Les élections américaines se joueront sur un coup de pub

Faute de grands meetings à cause du coronavirus, les candidats à la présidentielle misent sur les publicités politiques. Là où tous les coups sont permis.

Belga

C’est peut-être là que se jouera vraiment l’élection : sur les écrans. Tous les écrans. Télés, tablettes, smartphones, ordinateurs… Le budget alloué aux très onéreuses publicités politiques a explosé cette année. La faute, probablement, au coronavirus qui empêche la tenue de grands meetings aux quatre coins du pays. En 2020, la campagne se fait plus que jamais de manière virtuelle.

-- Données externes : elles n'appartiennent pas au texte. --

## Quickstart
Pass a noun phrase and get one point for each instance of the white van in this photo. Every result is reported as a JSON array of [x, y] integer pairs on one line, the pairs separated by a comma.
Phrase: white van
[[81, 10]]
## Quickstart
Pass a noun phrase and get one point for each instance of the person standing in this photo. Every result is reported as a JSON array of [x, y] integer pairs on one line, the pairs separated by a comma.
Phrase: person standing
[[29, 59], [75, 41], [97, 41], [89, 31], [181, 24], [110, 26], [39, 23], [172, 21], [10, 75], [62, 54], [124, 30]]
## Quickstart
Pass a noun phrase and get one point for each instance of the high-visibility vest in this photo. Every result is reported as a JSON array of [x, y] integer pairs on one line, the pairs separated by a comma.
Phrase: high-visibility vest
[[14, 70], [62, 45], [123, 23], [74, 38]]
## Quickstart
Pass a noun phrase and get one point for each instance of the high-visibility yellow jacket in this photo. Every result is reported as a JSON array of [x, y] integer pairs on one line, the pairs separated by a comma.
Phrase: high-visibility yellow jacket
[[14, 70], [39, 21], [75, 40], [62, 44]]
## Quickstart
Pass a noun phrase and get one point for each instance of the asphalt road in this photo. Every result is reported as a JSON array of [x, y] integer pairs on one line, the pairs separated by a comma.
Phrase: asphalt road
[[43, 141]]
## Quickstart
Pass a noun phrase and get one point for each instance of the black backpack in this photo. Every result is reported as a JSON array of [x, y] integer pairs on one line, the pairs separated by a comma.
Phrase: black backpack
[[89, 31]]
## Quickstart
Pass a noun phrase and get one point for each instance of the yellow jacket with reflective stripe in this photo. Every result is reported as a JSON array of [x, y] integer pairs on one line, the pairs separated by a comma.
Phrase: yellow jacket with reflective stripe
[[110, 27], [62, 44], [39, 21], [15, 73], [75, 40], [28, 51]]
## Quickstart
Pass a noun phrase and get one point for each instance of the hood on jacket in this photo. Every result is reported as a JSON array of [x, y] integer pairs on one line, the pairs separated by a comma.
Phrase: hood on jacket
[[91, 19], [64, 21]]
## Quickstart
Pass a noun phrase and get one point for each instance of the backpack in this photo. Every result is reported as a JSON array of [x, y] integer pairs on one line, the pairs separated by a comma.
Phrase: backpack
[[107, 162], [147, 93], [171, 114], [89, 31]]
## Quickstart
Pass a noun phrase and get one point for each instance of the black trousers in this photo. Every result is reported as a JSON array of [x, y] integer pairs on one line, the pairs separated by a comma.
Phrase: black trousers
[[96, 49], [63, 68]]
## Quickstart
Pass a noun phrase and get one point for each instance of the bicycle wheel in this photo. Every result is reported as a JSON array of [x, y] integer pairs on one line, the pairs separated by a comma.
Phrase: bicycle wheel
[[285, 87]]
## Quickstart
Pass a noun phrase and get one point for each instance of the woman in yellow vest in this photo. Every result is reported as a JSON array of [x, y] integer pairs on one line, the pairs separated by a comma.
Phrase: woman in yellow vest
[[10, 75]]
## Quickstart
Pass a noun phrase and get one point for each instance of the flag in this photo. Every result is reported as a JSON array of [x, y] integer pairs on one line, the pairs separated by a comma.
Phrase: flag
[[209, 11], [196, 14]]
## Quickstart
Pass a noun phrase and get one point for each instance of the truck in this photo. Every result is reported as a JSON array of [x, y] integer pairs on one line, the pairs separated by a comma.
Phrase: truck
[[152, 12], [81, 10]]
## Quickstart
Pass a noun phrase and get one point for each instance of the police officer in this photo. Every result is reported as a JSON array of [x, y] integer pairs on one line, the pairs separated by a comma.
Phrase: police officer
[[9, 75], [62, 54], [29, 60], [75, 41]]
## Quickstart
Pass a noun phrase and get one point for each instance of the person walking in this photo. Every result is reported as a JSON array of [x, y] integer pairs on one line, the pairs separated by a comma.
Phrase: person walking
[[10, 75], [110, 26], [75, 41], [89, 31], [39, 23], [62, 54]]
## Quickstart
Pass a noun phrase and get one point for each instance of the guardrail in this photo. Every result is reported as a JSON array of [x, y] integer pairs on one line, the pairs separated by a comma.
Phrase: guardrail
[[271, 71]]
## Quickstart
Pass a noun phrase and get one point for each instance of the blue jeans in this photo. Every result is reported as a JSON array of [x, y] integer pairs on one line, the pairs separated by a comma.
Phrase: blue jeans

Environ 7 milliards de dollars sont consacrés aux publicités politiques, les deux camps confondus. Quelque 20% sont consacrés au digital – à savoir principalement Facebook et Twitter qui permettent de cibler au plus près les destinataires, mais aussi YouTube, le service de streaming Hulu et les pages de garde de médias comme Fox News ou le Washington Post. Ces montants étaient d’environ 4,5 milliards de dollars il y a quatre ans, dont 10% pour le digital. Donald Trump a déjà acheté tout l’espace publicitaire disponible sur YouTube en novembre pour 1 million de dollars par jour. Mais la télévision reste le média par excellence pour atteindre les masses.

L’idée : bombarder un message clair et simple, voire simpliste et pourquoi pas mensonger afin de recruter des électeurs, mais pas seulement. Il est aussi question de décourager les personnes qui s’apprêtent à voter pour l’adversaire. En clair, tous les coups sont permis. Et cela, Donald Trump, mieux que quiconque, l’a bien compris.

« Blitz virtuel »

Alors que la Convention démocrate bat son plein, donnant des ailes à Joe Biden, il s’est lancé dans un « blitz virtuel », soit 96 heures de publicités sur YouTube pendant les cinq jours que dure la Convention. La première journée, 30 millions de personnes ont vu ses publicités. Soit plus que l’audience de la convention démocrate.

A quoi ressemble ces publicités ? A des bande-annonces de films hollywoodiens. Tandis que Joe Biden se met gentiment en position, Donald Trump rue déjà dans les brancards, jouant sur la peur et les émotions, ridiculisant son opposant en le considérant comme sénile, images à l’appui, faisant sortir des bouts d’interviews de leurs contextes pour faire dire ce qu’il veut (par exemple que Joe Biden veut démanteler la police, taxer la classe moyenne, qu’il est raciste ou qu’il est à la botte de la Chine). Le tout doit être plié en une minute et le message clair, net et précis, doit entrer dans le crâne des gens sans qu’ils s’en rendent compte.

Chaque publicité à un titre. L’une d’elle, « Break In » (« Cambrioler ») montre une femme blanche aux prises avec un cambrioleur, elle essaie d’appeler la police, mais personne ne répond car « Joe Biden veut démanteler les services de police »). Selon Peter Emerson, un conseiller en stratégie pour le parti démocrate, « c’est une publicité vraiment réussie car la caractéristique la plus importante d’un message est l’émotion et l’émotion la plus puissante est la peur ».

Autrement dit, la campagne présidentielle ne fait peut-être que commencer. Depuis qu’il a lancé sa campagne publicitaire, Donald Trump a d’ailleurs grappillé quelques points dans les sondages. Il est désormais à 4 points de Joe Biden.